Making the most of muddy water
  |  First Published: February 2006

Why is it that the weather never co-operates for me? Don’t get me wrong, I’m not complaining about rain. I just think it would be great to get some plain old ‘normal’ weather again.

What I’m raving about is the unusually early start to the storm season back in late November, right on time for the start of the Murray cod season.

Over the first four days of December I had the pleasure of guiding two extremely competent and enthusiastic anglers from Japan. Their sole purpose for the trip to Australia was to catch Murray cod and they succeeded.

But it wasn’t without a bit of trial and error and some serious persistence. Hounded by violent storms, flooded rivers and the associated dirty water, we covered over 600km and four river systems in the hope of finding some clear water.

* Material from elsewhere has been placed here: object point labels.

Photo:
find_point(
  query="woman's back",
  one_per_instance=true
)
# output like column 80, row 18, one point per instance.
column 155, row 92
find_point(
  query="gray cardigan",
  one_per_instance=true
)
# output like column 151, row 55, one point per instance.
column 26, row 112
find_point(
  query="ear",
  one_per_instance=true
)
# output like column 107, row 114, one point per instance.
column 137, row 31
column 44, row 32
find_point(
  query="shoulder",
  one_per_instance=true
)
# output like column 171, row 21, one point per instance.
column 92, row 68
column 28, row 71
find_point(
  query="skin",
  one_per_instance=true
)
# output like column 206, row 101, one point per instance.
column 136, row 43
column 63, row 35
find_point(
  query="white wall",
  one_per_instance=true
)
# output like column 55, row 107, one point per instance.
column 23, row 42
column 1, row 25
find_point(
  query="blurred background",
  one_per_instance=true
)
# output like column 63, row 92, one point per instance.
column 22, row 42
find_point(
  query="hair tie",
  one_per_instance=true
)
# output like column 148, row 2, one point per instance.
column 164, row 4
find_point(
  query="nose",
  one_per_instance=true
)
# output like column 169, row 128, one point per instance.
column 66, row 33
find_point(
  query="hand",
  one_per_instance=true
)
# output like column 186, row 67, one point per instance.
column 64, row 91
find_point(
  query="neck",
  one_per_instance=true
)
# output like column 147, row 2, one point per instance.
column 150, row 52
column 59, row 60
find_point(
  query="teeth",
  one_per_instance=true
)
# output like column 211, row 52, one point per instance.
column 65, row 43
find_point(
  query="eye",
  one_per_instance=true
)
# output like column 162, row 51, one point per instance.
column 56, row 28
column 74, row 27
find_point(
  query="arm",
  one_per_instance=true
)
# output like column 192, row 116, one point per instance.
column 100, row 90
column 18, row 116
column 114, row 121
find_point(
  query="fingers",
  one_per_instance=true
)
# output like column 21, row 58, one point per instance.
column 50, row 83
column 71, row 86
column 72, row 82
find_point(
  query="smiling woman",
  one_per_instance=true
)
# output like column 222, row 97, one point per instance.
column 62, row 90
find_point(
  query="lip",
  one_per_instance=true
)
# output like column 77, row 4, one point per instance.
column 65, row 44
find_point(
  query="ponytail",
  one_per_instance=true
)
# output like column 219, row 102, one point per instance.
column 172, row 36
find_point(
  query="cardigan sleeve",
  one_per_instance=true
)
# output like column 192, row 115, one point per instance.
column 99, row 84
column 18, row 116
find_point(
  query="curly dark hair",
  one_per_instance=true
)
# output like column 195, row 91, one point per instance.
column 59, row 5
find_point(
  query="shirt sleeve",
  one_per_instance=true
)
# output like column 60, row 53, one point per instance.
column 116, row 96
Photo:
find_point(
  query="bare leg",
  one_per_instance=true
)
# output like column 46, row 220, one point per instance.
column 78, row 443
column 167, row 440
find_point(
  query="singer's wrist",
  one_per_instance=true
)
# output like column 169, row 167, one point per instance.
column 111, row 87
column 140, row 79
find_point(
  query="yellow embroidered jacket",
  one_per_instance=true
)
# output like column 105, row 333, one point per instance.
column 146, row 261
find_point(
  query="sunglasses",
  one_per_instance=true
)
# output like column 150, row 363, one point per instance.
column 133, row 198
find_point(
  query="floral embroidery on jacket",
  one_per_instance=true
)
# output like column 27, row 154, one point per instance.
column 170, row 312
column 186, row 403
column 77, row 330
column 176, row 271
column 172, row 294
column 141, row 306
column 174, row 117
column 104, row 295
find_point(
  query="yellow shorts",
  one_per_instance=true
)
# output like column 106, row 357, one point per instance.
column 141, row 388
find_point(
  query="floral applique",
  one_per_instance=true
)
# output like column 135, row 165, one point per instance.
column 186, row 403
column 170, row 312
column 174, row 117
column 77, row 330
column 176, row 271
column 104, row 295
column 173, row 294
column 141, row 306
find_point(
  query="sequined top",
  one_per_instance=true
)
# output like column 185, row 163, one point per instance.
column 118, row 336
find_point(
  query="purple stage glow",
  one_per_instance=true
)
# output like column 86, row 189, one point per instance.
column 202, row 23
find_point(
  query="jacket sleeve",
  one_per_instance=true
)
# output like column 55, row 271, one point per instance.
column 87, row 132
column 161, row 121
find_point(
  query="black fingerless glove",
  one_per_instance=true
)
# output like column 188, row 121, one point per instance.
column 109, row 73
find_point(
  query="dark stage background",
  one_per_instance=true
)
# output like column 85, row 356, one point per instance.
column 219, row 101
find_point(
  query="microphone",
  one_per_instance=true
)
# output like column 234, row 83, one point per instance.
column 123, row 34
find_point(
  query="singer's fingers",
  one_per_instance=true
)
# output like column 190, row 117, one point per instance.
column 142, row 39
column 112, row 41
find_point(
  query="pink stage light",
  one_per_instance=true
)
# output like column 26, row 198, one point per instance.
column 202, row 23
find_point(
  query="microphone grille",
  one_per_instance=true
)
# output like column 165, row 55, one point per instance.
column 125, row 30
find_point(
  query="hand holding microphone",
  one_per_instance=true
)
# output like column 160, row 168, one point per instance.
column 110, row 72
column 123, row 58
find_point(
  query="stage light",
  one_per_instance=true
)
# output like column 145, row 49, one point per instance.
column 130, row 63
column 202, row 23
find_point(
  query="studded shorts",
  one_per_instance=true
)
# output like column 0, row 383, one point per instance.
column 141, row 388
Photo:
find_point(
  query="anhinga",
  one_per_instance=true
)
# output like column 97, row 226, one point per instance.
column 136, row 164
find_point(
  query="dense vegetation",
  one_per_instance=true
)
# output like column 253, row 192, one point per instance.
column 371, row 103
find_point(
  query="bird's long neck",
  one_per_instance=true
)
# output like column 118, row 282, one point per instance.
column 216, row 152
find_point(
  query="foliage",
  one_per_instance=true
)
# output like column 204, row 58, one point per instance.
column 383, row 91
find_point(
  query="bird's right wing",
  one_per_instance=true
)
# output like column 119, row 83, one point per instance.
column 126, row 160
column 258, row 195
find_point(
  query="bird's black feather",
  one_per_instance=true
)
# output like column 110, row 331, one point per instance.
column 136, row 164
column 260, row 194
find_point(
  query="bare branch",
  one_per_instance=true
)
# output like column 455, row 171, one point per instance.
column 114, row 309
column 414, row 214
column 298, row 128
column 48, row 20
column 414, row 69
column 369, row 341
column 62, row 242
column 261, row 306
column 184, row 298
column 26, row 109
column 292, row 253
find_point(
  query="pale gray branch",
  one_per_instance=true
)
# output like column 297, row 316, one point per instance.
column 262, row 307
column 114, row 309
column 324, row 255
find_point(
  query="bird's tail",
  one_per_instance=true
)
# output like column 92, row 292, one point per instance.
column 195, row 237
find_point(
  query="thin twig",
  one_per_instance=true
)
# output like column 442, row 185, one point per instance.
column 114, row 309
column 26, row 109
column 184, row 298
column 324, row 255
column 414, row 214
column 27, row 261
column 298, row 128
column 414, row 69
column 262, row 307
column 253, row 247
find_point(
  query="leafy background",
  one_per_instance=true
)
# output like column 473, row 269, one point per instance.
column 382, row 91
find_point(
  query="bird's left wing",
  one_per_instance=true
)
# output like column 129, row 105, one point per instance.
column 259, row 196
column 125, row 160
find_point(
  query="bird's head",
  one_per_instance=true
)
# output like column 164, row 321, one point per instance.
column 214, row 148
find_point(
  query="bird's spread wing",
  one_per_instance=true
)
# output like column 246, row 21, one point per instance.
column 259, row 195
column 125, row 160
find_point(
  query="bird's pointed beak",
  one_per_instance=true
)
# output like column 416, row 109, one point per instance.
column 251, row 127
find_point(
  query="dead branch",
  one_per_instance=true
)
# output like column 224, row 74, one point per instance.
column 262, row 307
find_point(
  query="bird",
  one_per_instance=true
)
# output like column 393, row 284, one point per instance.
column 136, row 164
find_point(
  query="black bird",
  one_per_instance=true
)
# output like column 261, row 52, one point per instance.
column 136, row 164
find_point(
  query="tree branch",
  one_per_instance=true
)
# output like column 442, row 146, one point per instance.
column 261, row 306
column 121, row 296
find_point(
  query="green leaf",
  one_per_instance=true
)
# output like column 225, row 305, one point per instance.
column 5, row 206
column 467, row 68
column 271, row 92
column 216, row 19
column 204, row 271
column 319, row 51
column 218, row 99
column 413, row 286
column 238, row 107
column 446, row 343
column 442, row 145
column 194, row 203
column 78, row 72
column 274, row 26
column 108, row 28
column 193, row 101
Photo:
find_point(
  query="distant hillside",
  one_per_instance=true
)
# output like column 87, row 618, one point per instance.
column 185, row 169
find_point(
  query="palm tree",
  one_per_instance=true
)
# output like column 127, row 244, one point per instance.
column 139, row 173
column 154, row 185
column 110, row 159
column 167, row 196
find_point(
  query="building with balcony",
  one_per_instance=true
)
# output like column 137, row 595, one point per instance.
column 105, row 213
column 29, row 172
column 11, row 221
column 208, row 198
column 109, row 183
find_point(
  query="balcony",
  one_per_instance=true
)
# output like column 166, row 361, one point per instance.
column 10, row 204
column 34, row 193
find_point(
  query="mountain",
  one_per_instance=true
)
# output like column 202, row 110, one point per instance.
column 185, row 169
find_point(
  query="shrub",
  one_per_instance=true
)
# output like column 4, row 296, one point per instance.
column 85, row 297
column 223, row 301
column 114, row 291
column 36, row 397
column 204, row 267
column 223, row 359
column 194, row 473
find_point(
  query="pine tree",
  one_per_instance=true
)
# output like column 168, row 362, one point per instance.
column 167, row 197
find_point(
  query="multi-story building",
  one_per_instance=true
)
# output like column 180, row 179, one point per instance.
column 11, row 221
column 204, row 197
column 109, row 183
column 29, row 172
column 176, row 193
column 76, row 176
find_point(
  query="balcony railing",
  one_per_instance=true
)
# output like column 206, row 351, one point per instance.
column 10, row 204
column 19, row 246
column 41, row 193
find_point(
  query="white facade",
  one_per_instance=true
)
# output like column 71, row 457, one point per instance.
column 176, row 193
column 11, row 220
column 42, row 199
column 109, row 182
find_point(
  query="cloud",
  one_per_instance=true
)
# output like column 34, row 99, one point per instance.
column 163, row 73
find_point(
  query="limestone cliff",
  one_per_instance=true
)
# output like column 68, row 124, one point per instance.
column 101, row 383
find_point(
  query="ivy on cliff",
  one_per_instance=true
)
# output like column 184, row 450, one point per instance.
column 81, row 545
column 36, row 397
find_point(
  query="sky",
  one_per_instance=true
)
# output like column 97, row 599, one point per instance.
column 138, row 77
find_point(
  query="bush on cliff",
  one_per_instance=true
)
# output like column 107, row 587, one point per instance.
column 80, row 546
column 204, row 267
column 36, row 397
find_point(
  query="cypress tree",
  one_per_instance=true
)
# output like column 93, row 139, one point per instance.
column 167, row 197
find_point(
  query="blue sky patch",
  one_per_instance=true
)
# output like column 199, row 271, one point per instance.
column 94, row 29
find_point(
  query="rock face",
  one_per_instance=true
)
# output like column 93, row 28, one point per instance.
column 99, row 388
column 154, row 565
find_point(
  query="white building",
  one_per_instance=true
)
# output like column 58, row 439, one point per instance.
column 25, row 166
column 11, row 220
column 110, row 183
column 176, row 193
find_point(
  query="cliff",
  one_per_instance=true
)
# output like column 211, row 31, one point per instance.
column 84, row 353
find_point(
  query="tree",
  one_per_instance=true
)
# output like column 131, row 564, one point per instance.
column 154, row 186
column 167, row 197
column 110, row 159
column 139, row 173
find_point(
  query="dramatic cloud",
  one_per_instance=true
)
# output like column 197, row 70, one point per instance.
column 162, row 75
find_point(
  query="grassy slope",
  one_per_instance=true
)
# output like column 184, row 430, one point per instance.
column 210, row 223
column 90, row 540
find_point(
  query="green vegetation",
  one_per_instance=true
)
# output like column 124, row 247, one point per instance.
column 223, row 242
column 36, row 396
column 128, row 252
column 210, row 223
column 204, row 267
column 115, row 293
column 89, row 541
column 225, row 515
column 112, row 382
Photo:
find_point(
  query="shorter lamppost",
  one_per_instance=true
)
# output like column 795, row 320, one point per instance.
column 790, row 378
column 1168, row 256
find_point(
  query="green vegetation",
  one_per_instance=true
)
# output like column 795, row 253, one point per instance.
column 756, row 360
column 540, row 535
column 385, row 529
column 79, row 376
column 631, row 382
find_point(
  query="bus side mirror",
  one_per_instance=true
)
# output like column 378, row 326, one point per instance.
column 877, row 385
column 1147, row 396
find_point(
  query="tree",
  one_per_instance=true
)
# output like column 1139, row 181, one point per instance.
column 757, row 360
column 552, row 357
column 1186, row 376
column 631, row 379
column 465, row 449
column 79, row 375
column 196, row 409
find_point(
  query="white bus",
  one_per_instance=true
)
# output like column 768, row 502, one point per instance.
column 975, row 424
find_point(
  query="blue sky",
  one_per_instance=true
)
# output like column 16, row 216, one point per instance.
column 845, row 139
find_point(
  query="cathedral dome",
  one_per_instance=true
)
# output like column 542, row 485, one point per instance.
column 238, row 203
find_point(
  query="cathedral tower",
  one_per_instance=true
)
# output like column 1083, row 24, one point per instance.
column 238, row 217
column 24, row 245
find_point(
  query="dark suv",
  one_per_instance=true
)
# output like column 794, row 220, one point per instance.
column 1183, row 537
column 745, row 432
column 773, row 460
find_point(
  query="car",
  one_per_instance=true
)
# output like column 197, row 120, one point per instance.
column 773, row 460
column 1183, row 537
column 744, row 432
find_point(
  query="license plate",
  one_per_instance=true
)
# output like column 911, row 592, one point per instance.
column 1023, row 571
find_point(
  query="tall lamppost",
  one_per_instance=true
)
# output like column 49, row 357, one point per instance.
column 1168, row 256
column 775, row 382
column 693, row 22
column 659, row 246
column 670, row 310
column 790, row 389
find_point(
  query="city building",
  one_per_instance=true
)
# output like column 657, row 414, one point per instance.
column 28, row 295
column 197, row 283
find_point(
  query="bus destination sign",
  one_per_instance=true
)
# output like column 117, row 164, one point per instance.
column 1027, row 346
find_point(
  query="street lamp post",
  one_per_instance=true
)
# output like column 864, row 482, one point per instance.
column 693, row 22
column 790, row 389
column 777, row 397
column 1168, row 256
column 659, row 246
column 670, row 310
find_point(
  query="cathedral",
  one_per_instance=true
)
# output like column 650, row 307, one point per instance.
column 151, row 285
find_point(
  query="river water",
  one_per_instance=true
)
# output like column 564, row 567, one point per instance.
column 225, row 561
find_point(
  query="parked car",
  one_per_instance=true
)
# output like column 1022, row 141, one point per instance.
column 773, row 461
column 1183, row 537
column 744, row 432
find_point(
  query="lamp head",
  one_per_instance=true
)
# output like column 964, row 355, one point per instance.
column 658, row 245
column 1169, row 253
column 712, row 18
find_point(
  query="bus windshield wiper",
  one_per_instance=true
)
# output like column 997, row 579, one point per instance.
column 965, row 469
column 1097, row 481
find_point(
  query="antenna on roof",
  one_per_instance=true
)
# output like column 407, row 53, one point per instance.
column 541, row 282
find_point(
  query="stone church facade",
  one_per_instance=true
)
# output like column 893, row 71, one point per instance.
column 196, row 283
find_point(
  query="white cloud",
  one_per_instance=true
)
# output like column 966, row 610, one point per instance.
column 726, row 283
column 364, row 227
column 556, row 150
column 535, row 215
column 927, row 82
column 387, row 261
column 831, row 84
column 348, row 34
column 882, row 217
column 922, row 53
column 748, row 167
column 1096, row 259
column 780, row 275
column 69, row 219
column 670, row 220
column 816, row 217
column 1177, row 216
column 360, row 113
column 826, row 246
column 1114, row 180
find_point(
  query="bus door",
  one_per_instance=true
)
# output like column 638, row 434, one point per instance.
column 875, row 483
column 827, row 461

We didn’t find much in the way of clear water but we did manage to find a few fish despite the tough conditions. Normally if the water was like that I’d just go home, opting to return when the situation looked a little more promising.

Obviously these guys didn’t have that option so we persevered and I figure that some of you might benefit from some of the tips and techniques we employed to make the most of a not-so-promising situation.

Firstly, if you’ve access to a decent stretch of river, it is always worthwhile driving around and seeing if you can locate a section of clearer water. Dirty water can often be the result of run-off from a single gully or paddock – often enough to turn kilometres of river to the hue of a particularly milky cup of coffee.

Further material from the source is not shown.